VIDEO: Sun City Girls, "Apna Desh"
When you’re poking around YouTube for footage of the (in)famous performances of Sun City Girls, one of the first things to turn up is a section from their video The Halcyon Days of Symmetry (see above.) Dating from the late ’80s, it shows the band playing the Sun Club in Tempe, in their home state of Arizona. The song they’re performing, “Apna Desh,” is a cover of the title track from a 1972 Bollywood movie. In the original Bollywood version, a solidly built man with a Burt Reynolds moustache and white velour pants sings to a vampy blonde who wiggles all over the floor, shakes her breasts, and is visibly happy to behold the mustachio’d fellow.

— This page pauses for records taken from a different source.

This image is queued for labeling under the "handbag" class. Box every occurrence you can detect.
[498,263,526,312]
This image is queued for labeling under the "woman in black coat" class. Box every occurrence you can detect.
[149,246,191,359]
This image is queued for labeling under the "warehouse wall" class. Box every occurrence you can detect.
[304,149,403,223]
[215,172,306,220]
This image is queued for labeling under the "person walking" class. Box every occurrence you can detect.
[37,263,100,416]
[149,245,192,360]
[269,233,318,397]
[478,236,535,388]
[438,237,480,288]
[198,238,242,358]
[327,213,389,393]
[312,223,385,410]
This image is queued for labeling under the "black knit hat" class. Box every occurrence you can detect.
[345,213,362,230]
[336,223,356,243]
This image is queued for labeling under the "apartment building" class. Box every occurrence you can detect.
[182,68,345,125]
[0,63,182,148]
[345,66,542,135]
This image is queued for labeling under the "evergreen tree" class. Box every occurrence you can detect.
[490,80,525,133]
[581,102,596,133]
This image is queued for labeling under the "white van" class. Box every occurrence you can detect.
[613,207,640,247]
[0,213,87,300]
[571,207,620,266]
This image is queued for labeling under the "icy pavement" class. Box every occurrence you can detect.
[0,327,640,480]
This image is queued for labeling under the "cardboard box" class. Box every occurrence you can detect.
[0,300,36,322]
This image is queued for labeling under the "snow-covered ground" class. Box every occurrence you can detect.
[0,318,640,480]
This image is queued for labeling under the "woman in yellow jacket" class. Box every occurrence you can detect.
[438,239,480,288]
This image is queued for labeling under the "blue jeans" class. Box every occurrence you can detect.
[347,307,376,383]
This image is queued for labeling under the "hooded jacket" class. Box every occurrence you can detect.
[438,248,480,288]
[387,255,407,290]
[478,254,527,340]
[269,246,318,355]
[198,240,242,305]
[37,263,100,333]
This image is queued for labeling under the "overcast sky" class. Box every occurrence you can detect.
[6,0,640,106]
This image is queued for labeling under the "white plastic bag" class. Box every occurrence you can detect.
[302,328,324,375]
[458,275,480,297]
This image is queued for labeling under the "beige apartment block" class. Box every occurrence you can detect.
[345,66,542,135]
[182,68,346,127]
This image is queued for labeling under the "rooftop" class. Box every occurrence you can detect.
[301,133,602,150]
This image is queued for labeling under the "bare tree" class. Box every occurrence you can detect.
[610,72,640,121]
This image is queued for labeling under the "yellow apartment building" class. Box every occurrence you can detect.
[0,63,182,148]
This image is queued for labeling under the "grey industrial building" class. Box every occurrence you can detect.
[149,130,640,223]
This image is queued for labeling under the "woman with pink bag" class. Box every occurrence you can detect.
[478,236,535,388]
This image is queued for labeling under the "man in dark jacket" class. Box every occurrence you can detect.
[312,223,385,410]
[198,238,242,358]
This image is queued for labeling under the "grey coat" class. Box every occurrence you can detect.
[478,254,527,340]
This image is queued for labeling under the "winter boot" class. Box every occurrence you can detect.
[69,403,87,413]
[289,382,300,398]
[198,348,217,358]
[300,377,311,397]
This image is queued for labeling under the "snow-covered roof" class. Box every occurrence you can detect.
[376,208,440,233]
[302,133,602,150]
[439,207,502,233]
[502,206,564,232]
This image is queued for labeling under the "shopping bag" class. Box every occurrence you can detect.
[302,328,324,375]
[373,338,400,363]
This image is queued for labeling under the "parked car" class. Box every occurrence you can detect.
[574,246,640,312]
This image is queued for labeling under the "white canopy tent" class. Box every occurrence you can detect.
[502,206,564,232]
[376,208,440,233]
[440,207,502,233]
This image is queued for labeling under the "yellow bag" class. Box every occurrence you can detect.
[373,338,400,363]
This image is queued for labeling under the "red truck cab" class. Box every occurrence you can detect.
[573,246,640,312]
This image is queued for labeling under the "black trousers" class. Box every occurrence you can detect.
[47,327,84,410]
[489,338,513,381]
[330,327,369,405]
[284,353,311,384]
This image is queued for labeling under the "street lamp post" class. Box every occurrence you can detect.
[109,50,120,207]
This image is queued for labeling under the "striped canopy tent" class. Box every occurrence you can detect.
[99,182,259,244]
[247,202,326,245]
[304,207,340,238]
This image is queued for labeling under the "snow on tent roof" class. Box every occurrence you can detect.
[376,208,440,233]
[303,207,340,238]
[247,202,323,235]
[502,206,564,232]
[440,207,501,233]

Things are a little different in the Sun City Girls version. It’s almost as though the two (actual) brothers of the band, Alan and Richard Bishop, were attempting to play the characters: Alan as the winking hunk, slinking his hands over his bass and singing; Richard, donning a purple lab coat, writhing his upper body in circles as he plays guitar, happy to behold the audience. As the camera pans between the two, a drum set comes into focus with the largest ride cymbals I’ve ever seen. It’s so large, it almost obscures the drummer. Suddenly, the video jumps to the end of the song, where a bespectacled man with a moustache (looking like an evil scientist out of Dr. Who) is in the midst of a serious drum solo. His hands move furiously, his eyes widen from behind his lenses, he bares his teeth while his hands race faster and faster over the toms and cymbals. Then the video just cuts off.
That drummer is Charles Gocher, a member of Sun City Girls, the adopted brother of Alan and Richard, and, in February of 2007, at the age of 54, a victim of cancer (after a prolonged fight). As a tribute to the man and a goodbye to the band he was a part of for more than 20 years, the Bishop brothers, as Brothers Unconnected, are touring the country, showing clips of films Gocher made throughout his life, and playing an acoustic set of Sun City Girls songs. They come to the Brattle Theatre next Thursday.
Writing about Gocher for the on-line magazine Perfect Sound Forever, Alan Bishop says, “Some have called Gocher the last great beatnik. Others have called him a mad genius. Several still believe he was a serial killer who was never caught. Many people were afraid of him or had no idea what to make of him. Whatever he was, few of you deserve to know of him.”
The contrarian vitriol of that statement is key to understanding Sun City Girls. Founded in Phoenix in 1982, the band took their name from a retirement community (along with its grumpy denizens), and they’ve continued over the years with an inspired insouciance. Mixing the instrumentation of a rock trio with musical styles taken from Eastern music (like the aforementioned Bollywood cover and a reliance on the drones of sitar and oud music) and playing shows that were often more akin to performance pieces or happenings than the merch-moving pop-song model, the Girls have consistently been written off as too esoteric, even while enjoying their small rabid following.